So things didn’t begin quite as wonderfully as I might have wished in this life. Fine. Not a problem. Really. I have eyes to see that there’s plenty of people who got a far worse deal than me.
Some get born into refugee camps that they’ll never leave alive. Child soldiers is a thing that happens. Sex slavery too. Some never get a square meal or clean water before their day comes far too soon. Hell, there’s all kinds of horrors and grim fates out there.
Some. My only one. My precious little one. They never get to live at all. Not one sunrise. Not even one day.
So yeah. I’ve got smarts enough to know what I’ve got going for me. I am one of the lucky ones. I breathe.
I’ve got fight in me still. I’m a scrapper. I’m a survivor. I live on bright as I might in spite of this and that.
Let’s call that a disclaimer. An acknowledgement of what’s gone right. A gratitude statement.
So I’ve been striving despite my particular ailments for all my life. But giving ground bit by bit over the last five years or so. Losing a little more day by day. But not getting beat. Nope.
I’ve been able to work less and less until I had to give up my job entirely about four months ago. I miss it sorely. I miss my friends something awful. I never gave up hope that I would get back to it soon.
I had a definite date for return come December twenty third. I wanted so bad to let that be true. To make that happen. To have that for myself.

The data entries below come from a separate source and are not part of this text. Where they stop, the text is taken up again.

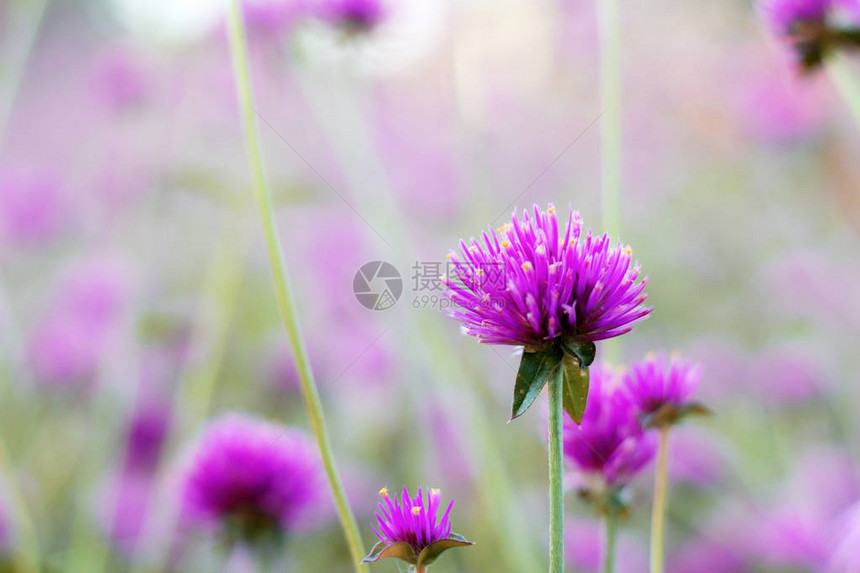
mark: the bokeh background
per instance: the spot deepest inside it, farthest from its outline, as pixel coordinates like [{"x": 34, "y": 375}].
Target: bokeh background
[{"x": 136, "y": 301}]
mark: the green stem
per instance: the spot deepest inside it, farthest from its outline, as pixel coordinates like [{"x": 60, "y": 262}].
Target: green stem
[
  {"x": 658, "y": 513},
  {"x": 283, "y": 291},
  {"x": 26, "y": 548},
  {"x": 846, "y": 83},
  {"x": 556, "y": 491},
  {"x": 609, "y": 550},
  {"x": 611, "y": 66}
]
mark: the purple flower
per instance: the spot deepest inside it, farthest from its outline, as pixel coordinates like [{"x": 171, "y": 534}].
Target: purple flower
[
  {"x": 253, "y": 478},
  {"x": 609, "y": 447},
  {"x": 661, "y": 389},
  {"x": 353, "y": 15},
  {"x": 410, "y": 530},
  {"x": 531, "y": 283},
  {"x": 31, "y": 208},
  {"x": 813, "y": 28},
  {"x": 72, "y": 337}
]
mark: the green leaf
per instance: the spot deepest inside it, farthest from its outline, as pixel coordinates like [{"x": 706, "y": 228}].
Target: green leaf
[
  {"x": 574, "y": 388},
  {"x": 535, "y": 370},
  {"x": 402, "y": 551},
  {"x": 434, "y": 550},
  {"x": 584, "y": 351}
]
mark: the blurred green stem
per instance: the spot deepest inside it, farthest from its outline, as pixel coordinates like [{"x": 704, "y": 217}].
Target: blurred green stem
[
  {"x": 846, "y": 83},
  {"x": 609, "y": 30},
  {"x": 658, "y": 513},
  {"x": 556, "y": 489},
  {"x": 609, "y": 549},
  {"x": 283, "y": 291},
  {"x": 26, "y": 549},
  {"x": 17, "y": 45}
]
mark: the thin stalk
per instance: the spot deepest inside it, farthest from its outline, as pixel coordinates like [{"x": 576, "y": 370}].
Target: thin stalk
[
  {"x": 556, "y": 490},
  {"x": 846, "y": 83},
  {"x": 609, "y": 549},
  {"x": 658, "y": 513},
  {"x": 609, "y": 30},
  {"x": 26, "y": 548},
  {"x": 283, "y": 291}
]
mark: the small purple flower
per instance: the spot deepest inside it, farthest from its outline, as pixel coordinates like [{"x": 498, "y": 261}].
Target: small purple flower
[
  {"x": 661, "y": 388},
  {"x": 255, "y": 479},
  {"x": 609, "y": 447},
  {"x": 531, "y": 283},
  {"x": 813, "y": 28},
  {"x": 409, "y": 529},
  {"x": 353, "y": 16}
]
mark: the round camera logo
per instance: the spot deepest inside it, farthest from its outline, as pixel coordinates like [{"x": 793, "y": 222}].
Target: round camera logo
[{"x": 377, "y": 285}]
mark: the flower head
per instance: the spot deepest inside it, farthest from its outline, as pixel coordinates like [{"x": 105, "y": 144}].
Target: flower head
[
  {"x": 661, "y": 388},
  {"x": 530, "y": 283},
  {"x": 813, "y": 28},
  {"x": 353, "y": 16},
  {"x": 609, "y": 447},
  {"x": 409, "y": 529},
  {"x": 253, "y": 478}
]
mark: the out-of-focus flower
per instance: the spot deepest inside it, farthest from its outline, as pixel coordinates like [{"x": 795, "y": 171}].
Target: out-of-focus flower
[
  {"x": 31, "y": 209},
  {"x": 272, "y": 16},
  {"x": 532, "y": 284},
  {"x": 583, "y": 549},
  {"x": 120, "y": 81},
  {"x": 780, "y": 108},
  {"x": 609, "y": 447},
  {"x": 253, "y": 479},
  {"x": 661, "y": 388},
  {"x": 813, "y": 28},
  {"x": 410, "y": 529},
  {"x": 846, "y": 557},
  {"x": 147, "y": 432},
  {"x": 70, "y": 340},
  {"x": 353, "y": 16}
]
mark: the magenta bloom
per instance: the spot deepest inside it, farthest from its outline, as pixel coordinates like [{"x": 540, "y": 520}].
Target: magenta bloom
[
  {"x": 609, "y": 447},
  {"x": 813, "y": 28},
  {"x": 253, "y": 478},
  {"x": 353, "y": 15},
  {"x": 410, "y": 530},
  {"x": 530, "y": 283},
  {"x": 661, "y": 389}
]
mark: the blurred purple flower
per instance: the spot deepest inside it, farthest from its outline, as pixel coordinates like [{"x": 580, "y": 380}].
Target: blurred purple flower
[
  {"x": 781, "y": 109},
  {"x": 353, "y": 15},
  {"x": 31, "y": 208},
  {"x": 609, "y": 444},
  {"x": 846, "y": 555},
  {"x": 661, "y": 387},
  {"x": 272, "y": 16},
  {"x": 147, "y": 432},
  {"x": 253, "y": 478},
  {"x": 119, "y": 79},
  {"x": 535, "y": 286},
  {"x": 410, "y": 529},
  {"x": 583, "y": 549},
  {"x": 810, "y": 26},
  {"x": 71, "y": 338}
]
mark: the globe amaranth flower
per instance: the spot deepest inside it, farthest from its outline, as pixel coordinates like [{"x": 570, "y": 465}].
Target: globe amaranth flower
[
  {"x": 553, "y": 290},
  {"x": 409, "y": 529},
  {"x": 353, "y": 16},
  {"x": 813, "y": 28},
  {"x": 609, "y": 448},
  {"x": 661, "y": 389},
  {"x": 254, "y": 479}
]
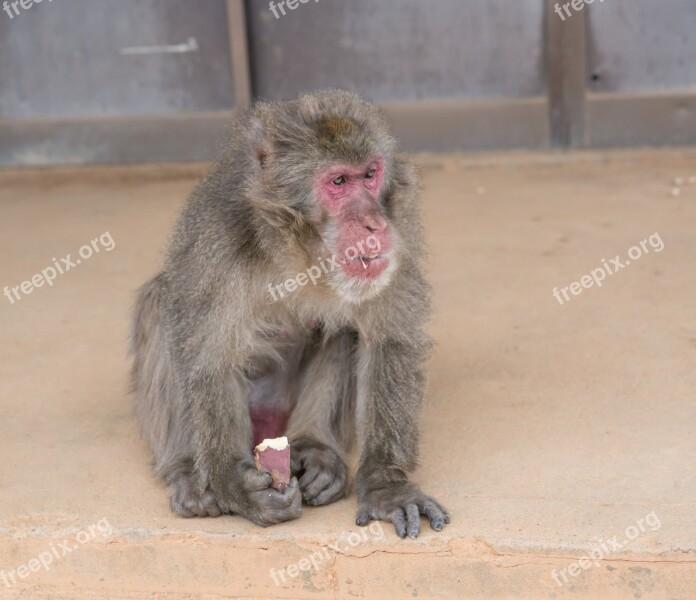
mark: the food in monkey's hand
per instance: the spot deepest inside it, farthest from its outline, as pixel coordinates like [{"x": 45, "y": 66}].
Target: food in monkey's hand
[{"x": 273, "y": 455}]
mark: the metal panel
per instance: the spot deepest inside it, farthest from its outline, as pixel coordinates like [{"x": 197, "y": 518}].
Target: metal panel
[
  {"x": 642, "y": 45},
  {"x": 77, "y": 58},
  {"x": 657, "y": 119},
  {"x": 400, "y": 49},
  {"x": 174, "y": 138}
]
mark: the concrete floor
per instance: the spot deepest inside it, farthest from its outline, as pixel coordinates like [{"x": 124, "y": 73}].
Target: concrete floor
[{"x": 569, "y": 424}]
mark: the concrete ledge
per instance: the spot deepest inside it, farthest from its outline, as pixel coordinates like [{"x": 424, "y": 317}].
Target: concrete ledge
[{"x": 570, "y": 424}]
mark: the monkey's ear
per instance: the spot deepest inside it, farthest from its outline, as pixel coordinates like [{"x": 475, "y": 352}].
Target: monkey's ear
[{"x": 260, "y": 143}]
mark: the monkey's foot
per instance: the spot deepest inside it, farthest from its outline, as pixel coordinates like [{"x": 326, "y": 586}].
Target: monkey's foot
[
  {"x": 188, "y": 502},
  {"x": 323, "y": 475},
  {"x": 402, "y": 504}
]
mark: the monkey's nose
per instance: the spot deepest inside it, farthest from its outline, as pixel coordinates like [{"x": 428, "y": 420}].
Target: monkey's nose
[{"x": 375, "y": 222}]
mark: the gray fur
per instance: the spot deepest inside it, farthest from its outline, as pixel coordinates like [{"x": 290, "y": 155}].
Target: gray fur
[{"x": 205, "y": 328}]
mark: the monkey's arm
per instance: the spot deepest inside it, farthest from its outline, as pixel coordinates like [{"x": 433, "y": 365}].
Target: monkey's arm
[{"x": 390, "y": 392}]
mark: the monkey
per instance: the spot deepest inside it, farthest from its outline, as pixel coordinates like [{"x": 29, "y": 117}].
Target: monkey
[{"x": 231, "y": 344}]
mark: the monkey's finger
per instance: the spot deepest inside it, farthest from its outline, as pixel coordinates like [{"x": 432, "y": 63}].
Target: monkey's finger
[
  {"x": 435, "y": 514},
  {"x": 398, "y": 518},
  {"x": 257, "y": 480},
  {"x": 309, "y": 476},
  {"x": 323, "y": 480},
  {"x": 363, "y": 517},
  {"x": 413, "y": 516},
  {"x": 442, "y": 508}
]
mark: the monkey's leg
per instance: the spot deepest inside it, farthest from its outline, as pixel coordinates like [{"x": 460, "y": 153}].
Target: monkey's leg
[
  {"x": 187, "y": 499},
  {"x": 390, "y": 392},
  {"x": 217, "y": 396},
  {"x": 321, "y": 426}
]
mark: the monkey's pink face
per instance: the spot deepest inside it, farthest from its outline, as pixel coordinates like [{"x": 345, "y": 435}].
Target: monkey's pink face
[{"x": 359, "y": 234}]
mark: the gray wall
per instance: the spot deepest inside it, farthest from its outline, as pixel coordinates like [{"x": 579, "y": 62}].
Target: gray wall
[{"x": 90, "y": 81}]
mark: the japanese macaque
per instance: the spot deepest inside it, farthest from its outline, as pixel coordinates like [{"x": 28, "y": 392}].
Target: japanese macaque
[{"x": 292, "y": 302}]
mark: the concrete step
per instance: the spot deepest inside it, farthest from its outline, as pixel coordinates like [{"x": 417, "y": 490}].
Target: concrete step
[{"x": 552, "y": 431}]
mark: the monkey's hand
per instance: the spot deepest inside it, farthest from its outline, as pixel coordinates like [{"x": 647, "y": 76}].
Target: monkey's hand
[
  {"x": 323, "y": 474},
  {"x": 250, "y": 494},
  {"x": 402, "y": 504}
]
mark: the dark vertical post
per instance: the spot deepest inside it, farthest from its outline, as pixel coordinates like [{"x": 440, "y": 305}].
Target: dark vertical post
[{"x": 566, "y": 55}]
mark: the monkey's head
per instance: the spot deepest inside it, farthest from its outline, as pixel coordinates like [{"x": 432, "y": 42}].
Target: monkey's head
[{"x": 325, "y": 165}]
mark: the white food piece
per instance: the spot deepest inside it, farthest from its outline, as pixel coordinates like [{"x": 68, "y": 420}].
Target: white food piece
[{"x": 275, "y": 443}]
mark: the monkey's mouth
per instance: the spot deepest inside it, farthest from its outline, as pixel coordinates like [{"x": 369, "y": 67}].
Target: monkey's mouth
[{"x": 367, "y": 266}]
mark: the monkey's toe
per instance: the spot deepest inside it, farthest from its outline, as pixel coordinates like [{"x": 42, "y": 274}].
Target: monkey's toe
[{"x": 323, "y": 475}]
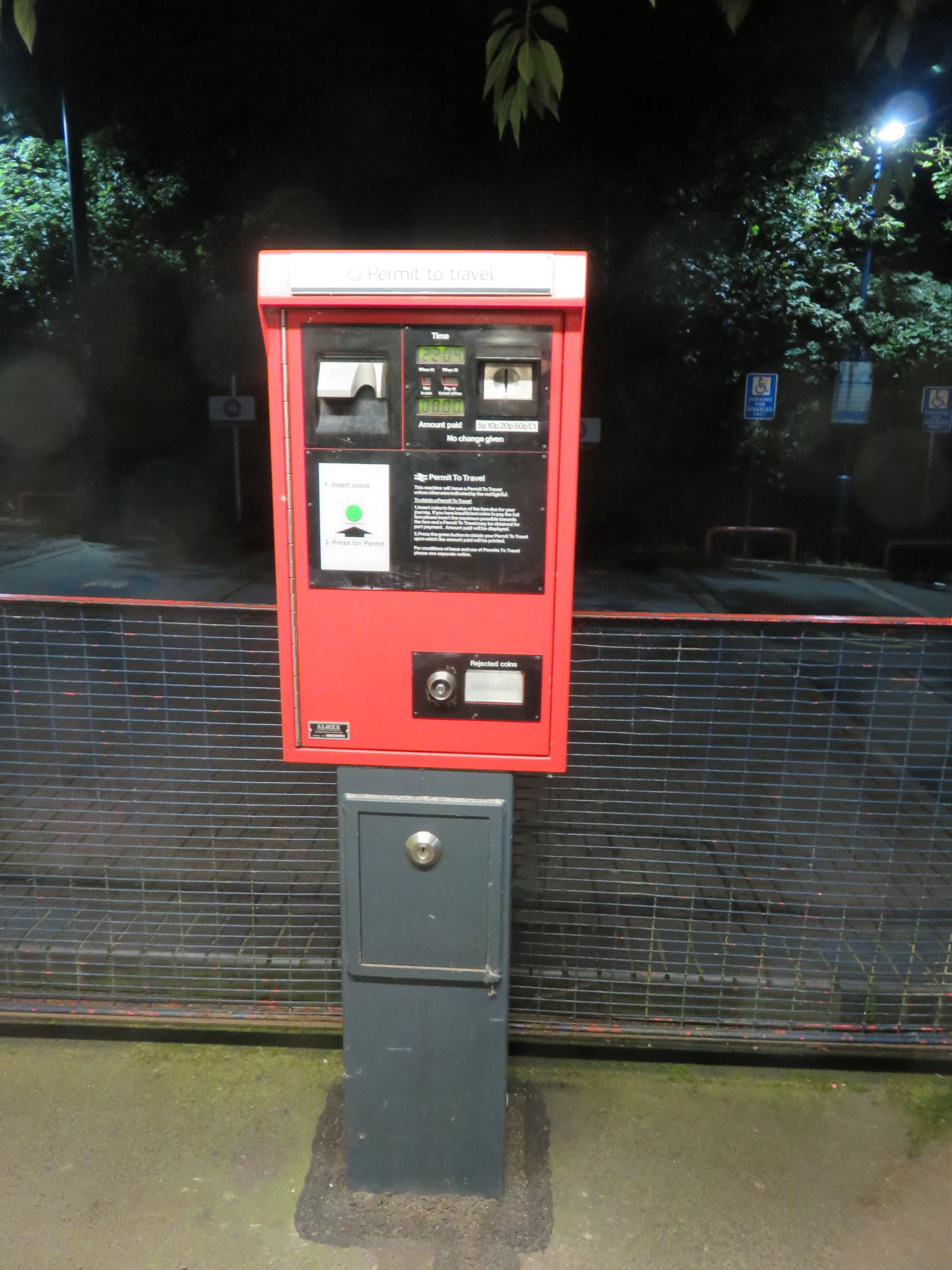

But that aint gonna be so.
Things aint getting better. At least not as soon as I wanted or in the way I had hoped. Strive and try and fight and heal as I might, things are getting worse. I can no longer deny. But don’t take that the wrong way. I am not giving up on anything. I am far from finished in my race. Yep. You bet. You can make book on that.
Had a particularly tough couple of appointments with the professional healers. One hell of a hard one yesterday. And it is clear that I have no choice but to surrender a little more ground. I aint well. And there’s no denying or refusing that fact. I cannot return to work as soon as I would have so loved to do. As I so hoped.
That fact breaks my heart. I don’t want it to be true. But it is.
Scares the hell out of me too.
I don’t want to be dependent. I want to be the dependable one. I don’t want to be burdensome I want be the one to bear burdens. I want my strength back. I want power and agency. I want to write my own destiny not have it written for me.
But that simply isn’t how it works sometimes. Is it. Nope.
I feel that I have stood at a fork in the road. One way leads along a path of struggling and fighting the bitter fight I have always known. Trying to be what I could never be. Complete and undamaged, well and whole.
But the truth is, that way only ever caused heartache and grief. Not only those things of course. I have a heart filled to overflowing with love and I shared that around liberally. I let everyone I met feel how wonderful and precious they were to me.
I truly miss going to my work and seeing the smile upon the lips and in the eyes of those with who I shared my love. I miss being greeted with kisses and hugs.
But the truth is, that way of resistance was not the right way.
The other path in that fork in the road is a lonelier and more painful way. But it is a better way of healing and hope. Although that way requires me to accept what I have always resisted accepting.
I am not complete and whole. I am not fully able and capable. I have been grievously injured. I have been made ill. I cannot do all those things I wish to do. And for as much as it hurts like hell and scares the living daylights out of me. I must take that other path. The other way at that fork in the road.
Uncertainty grieves me. Worry and doubt assails me. I have fear. How the hell I am going to keep body and soul together? This is an issue.
But there are things I can do. I have hope still. Perhaps more hope than I can see in this moment. Let’s just see.
But I feel also, despite my doubts. That this new direction I have chosen is a better way. A way via which I can be more properly and truly me. I have made much progress in this and I would make far more yet.
And I still have my writing. I still have my words. I have some hope that maybe I could do something worthwhile with that. I could be a writer. Hell, I am a writer. Ain’t that just what I am doing right now? How about that?
Maybe that’s who I am? Maybe that’s who I can be? Let’s just see what will be.
And if you made it this far in my rambling post, I am more grateful and glad of your companionship than I can express.
Truly I am.
Please wish me luck and cross your fingers for me. Cross you heart too if such is your will and your way. And thank you for reading.